とおまんも半蔵夫婦の顔を見比べながら、
「遺族にお別れをさせるつもりだったのか、それとも辱《は》じしめるつもりだったのか。」
「実にけしからん、無情な事をしたものだッて、そう言わないものはありませんよ。」
 武田、山国、田丸らが遺族の男の子は死罪に、女の子は永牢を命ぜられた。
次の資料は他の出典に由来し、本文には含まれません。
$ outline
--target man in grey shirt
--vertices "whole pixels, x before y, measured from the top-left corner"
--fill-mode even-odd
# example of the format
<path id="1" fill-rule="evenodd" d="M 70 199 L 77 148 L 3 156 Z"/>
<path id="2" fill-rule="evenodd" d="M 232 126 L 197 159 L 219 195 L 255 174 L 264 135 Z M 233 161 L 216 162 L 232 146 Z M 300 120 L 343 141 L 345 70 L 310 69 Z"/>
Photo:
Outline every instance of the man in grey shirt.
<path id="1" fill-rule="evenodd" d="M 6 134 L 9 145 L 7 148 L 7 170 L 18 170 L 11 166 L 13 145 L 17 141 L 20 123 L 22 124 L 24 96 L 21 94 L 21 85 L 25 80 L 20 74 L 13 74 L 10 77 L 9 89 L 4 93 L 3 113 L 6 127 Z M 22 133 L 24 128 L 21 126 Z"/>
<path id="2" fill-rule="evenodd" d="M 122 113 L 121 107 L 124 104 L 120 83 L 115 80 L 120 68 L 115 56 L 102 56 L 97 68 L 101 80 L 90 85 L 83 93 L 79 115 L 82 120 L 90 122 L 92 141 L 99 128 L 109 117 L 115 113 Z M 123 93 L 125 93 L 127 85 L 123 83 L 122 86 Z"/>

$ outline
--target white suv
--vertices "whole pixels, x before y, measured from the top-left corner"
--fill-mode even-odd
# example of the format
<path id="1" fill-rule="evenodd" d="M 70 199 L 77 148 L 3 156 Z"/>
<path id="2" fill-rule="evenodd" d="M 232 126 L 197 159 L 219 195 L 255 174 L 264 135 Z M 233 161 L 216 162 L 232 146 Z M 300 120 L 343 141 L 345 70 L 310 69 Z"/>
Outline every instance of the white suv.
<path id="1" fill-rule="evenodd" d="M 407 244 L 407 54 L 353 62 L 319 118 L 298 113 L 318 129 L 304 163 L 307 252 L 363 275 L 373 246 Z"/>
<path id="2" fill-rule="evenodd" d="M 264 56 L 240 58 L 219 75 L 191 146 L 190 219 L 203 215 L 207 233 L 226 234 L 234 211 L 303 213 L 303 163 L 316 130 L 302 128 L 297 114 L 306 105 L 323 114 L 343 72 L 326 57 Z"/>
そのうち、永牢を申し渡されたものの名は次のように出ていた。
[#地から11字上げ]武田伊賀娘
[#地から7字上げ]よし
[#地から6字上げ]十一歳
[#地から14字上げ]同妾《めかけ》
[#地から7字上げ]むめ
[#地から6字上げ]十八歳
[#地から9字上げ]武田彦右衛門妻
[#地から7字上げ]いく
[#地から6字上げ]四十三歳
[#地から11字上げ]山国兵部妻
[#地から7字上げ]なつ
[#地から6字上げ]五十歳
[#地から14字上げ]同娘
[#地から7字上げ]ちい
[#地から6字上げ]三十歳
[#地から8字上げ]山国|淳一郎《じゅんいちろう》娘
[#地から7字上げ]みよ
[#地から6字上げ]十一歳
[#地から14字上げ]同娘
[#地から7字上げ]ゆき
[#地から6字上げ]七歳
[#地から14字上げ]同娘
[#地から7字上げ]くに
[#地から6字上げ]五歳
[#地から9字上げ]田丸稲右衛門娘
[#地から7字上げ]まつ
[#地から6字上げ]十九歳
[#地から14字上げ]同娘
[#地から7字上げ]むめ
[#地から6字上げ]十歳
 おまんは言った。
「半蔵、あのお父《とっ》さんがこれを見たら、なんと言うだろうね。こないだも裏の隠居所の方で何を言い出すかと思ったら、あゝあゝ、おれも六十七の歳《とし》まで生きて、この世の末を見過ぎたわいとさ。」

       四

 参覲交代制度の復活が幕府の期待を裏切ったことは、諸藩の人心がすでに幕府を去ったことを示した。すこしく当時の形勢を注意して見るものは諸藩が各自に発展の道を講じはじめたことを見いだす。海運業のにわかな発達、船舶の増加、学生の海外留学なぞは皆その結果で、その他あるいは兵制に、あるいは物産に、後日のために計るものはいずれもまず力をその藩に尽くしはじめた。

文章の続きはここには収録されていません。